Every year on her birthday, September 24, she claimed she was thirty-six. “Again?” I’d interrogate her, ever the killjoy. “Forever,” she’d insist.
And she got away with this Academy-Award-winning performance, because, despite the weight of her private heartache and the dark corners in her domestic life, her public persona was young and light. “You must lighten up,” she’d admonish me regularly. “It’s not all that bad—considering the alternative.” But Heaven seemed like a fine alternative to me.
When I was young and considered beautiful, men pursued me, as if playing a competitive sport for which I was a winning trophy. They asked me on dates, they confessed (as if I wanted to hear this), in order to be seen with me. In those days, before the women’s movement succeeded in raising quite a few consciousnesses, it was almost universally believed that a young woman could be smart or pretty (never both), so none of these young men listened to anything I had to say.
One date made me take my glasses off when I was with him, because, he said, “You look prettier without your glasses on.”
“But I can’t see,” I protested weakly. “I can’t read the menu.”
“Don’t worry,” he said. “I’ll read it to you.”
And, worst of all, was the rich, professional, older man who, when I was still a naive, church-going virgin, professed love for me and pressed for a hasty wedding. He had a preconceived plan, I learned too late: that I would produce for him a beautiful, blond-haired, blue-eyed baby whom he would abduct and raise as his own. I was merely the means to an end—DNA. Today a man with these designs might readily hire a surrogate to bear his child, but that option wasn’t feasible then. This man had to resort to thievery, criminal behavior, and cruel and enduring lies.
Not so long ago, when I was still in my fifties, I lived in West Africa, in a place where older women are revered. There, in Mali, it is the older women, wearing the most elaborate and colorful dresses, who lead the women’s long, snake-like line dances. Younger women follow in the older women’s footsteps, imitating their every dip, every stomp, every clap. There, too, as a woman ages she does fewer and fewer household tasks. Instead she becomes a kind of queen, and younger underlings do her bidding. She sits, royally, in a central chair, giving instructions, offering advice, and dispensing wisdom gained from her accumulated years. Seeing this made me wish I’d been born African. I never wanted to leave.

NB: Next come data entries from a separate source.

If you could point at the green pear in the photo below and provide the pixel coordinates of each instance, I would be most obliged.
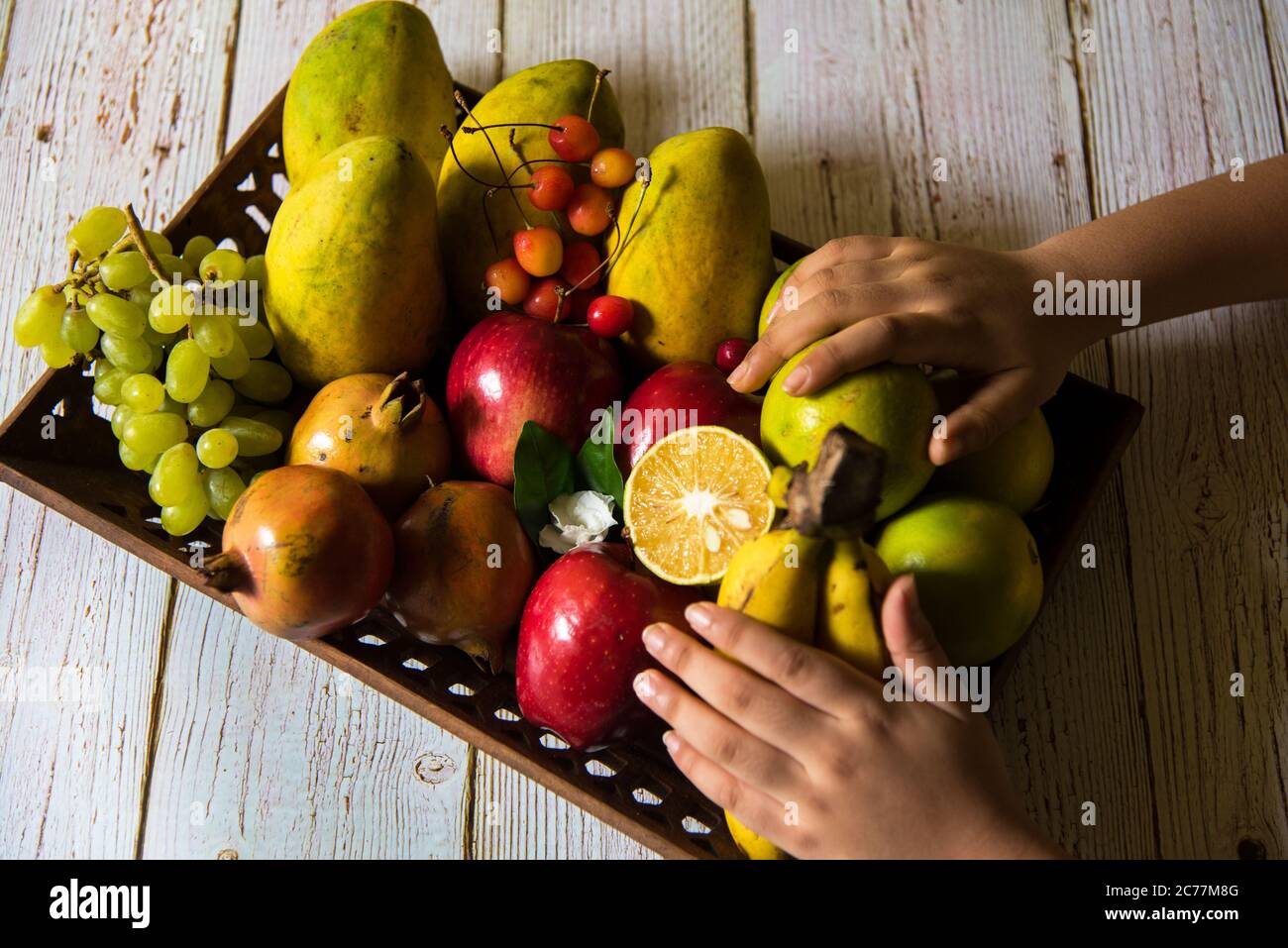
(698, 262)
(375, 69)
(355, 275)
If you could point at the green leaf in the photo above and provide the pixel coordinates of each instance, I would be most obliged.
(542, 471)
(596, 464)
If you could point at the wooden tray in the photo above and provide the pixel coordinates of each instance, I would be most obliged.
(634, 788)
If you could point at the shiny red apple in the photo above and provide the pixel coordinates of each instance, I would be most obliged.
(681, 395)
(513, 369)
(580, 644)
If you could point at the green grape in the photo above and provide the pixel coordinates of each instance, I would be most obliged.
(133, 460)
(39, 318)
(214, 334)
(124, 269)
(257, 270)
(254, 438)
(155, 338)
(175, 475)
(171, 264)
(77, 333)
(185, 517)
(196, 249)
(154, 433)
(279, 419)
(236, 364)
(143, 393)
(95, 232)
(217, 447)
(257, 338)
(132, 355)
(265, 381)
(222, 265)
(116, 316)
(209, 408)
(185, 371)
(171, 309)
(174, 407)
(223, 485)
(56, 353)
(108, 382)
(120, 416)
(159, 243)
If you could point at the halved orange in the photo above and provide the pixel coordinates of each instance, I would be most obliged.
(694, 498)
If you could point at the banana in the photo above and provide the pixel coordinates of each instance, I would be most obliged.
(774, 579)
(849, 610)
(814, 579)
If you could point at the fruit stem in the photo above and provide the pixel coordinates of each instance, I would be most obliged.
(472, 129)
(227, 572)
(132, 222)
(593, 94)
(460, 101)
(838, 496)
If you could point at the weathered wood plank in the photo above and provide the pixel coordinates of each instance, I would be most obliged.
(677, 65)
(850, 127)
(262, 750)
(1176, 91)
(102, 106)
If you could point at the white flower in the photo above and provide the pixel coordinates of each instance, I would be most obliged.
(583, 517)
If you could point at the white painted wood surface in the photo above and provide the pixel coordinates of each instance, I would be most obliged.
(210, 738)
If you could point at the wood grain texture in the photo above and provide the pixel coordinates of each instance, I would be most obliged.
(1176, 91)
(262, 750)
(677, 65)
(101, 104)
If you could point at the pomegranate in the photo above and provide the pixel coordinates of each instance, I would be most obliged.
(305, 553)
(464, 567)
(380, 430)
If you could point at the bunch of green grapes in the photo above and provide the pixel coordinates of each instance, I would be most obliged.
(183, 368)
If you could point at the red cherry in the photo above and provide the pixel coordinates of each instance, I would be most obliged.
(578, 141)
(612, 167)
(544, 300)
(539, 250)
(552, 187)
(580, 262)
(590, 210)
(609, 316)
(730, 353)
(509, 278)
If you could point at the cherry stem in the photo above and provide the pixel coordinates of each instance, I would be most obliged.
(593, 94)
(451, 146)
(472, 129)
(460, 101)
(132, 222)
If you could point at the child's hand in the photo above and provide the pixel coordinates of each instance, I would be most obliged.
(906, 300)
(868, 779)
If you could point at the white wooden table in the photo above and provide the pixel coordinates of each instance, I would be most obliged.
(213, 740)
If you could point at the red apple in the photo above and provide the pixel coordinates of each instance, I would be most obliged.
(580, 644)
(511, 369)
(679, 395)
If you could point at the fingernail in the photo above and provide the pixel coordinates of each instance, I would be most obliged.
(644, 686)
(797, 380)
(698, 614)
(655, 638)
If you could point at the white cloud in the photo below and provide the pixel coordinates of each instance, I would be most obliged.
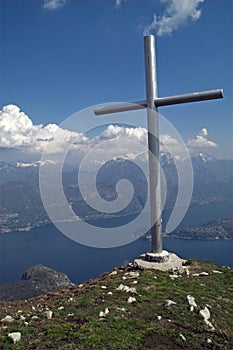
(168, 140)
(118, 3)
(17, 131)
(53, 4)
(201, 140)
(114, 131)
(21, 137)
(176, 14)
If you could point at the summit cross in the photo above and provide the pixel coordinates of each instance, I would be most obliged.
(152, 103)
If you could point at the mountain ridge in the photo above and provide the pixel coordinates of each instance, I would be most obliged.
(128, 309)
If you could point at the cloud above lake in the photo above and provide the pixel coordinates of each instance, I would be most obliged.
(201, 140)
(177, 13)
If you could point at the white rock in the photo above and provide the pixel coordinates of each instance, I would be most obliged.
(205, 313)
(168, 303)
(106, 311)
(7, 318)
(191, 301)
(15, 336)
(121, 287)
(209, 324)
(182, 337)
(121, 309)
(131, 300)
(173, 276)
(133, 274)
(49, 314)
(204, 273)
(34, 318)
(113, 273)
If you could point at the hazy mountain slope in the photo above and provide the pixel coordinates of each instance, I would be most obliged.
(97, 314)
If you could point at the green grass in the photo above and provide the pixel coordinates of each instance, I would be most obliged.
(135, 328)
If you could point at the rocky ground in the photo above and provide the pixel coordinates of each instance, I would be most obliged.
(128, 309)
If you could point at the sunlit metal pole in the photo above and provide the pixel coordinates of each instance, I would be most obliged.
(153, 143)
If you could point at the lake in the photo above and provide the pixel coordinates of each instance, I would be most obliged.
(47, 246)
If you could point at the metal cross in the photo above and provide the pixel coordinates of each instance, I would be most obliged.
(152, 103)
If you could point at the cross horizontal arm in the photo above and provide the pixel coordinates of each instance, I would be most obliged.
(161, 101)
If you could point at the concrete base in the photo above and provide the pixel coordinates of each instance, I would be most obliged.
(163, 261)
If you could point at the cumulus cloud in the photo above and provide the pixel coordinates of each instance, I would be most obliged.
(118, 4)
(201, 140)
(53, 4)
(176, 14)
(20, 135)
(114, 131)
(17, 131)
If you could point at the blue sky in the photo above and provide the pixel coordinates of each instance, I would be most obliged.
(58, 57)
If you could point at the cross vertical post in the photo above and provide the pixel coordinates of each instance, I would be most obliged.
(152, 103)
(153, 143)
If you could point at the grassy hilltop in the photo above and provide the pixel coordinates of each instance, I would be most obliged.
(98, 314)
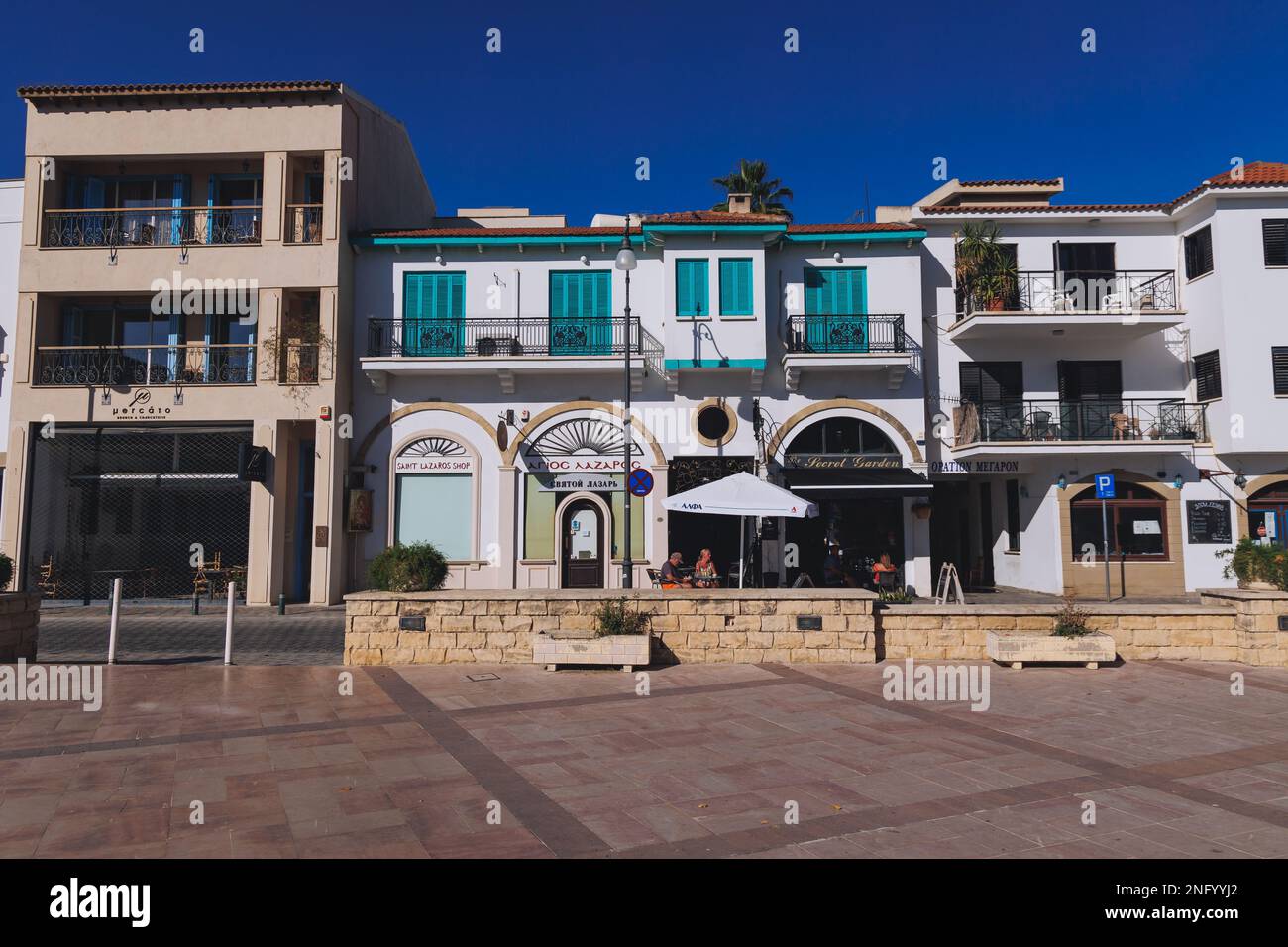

But, ultimately, I did return to the States, to a place where, unlike the way it is in this country’s youth-and-beauty-obsessed dominant culture, elders are honored. My students, mostly Hispanic and Native American from traditional cultures, respect older people, including older women. “My grandma rules!” Sarah Cordova, one of my first students here, said in class one day, and to my happy surprise, many of her classmates nodded. I had found a place to be me.
The face I see in the mirror—now that I’ve reached my sixties—is the face of the older woman I’ve always been. At last I feel whole, connected to this now-weathered outer shell. The past is so blissfully far away, receding in my memory like the shoreline of a war-torn land I’ve managed to escape. I want to don my most colorful dress, dance like an African woman, and sing. I feel, finally, light and free. To men, I’ve become invisible; from other women my age, I no longer sense jealousy. But to me, quite honestly, I’ve never looked more beautiful. And I like to think that Lee, now busy entertaining the angels, is looking down and agreeing.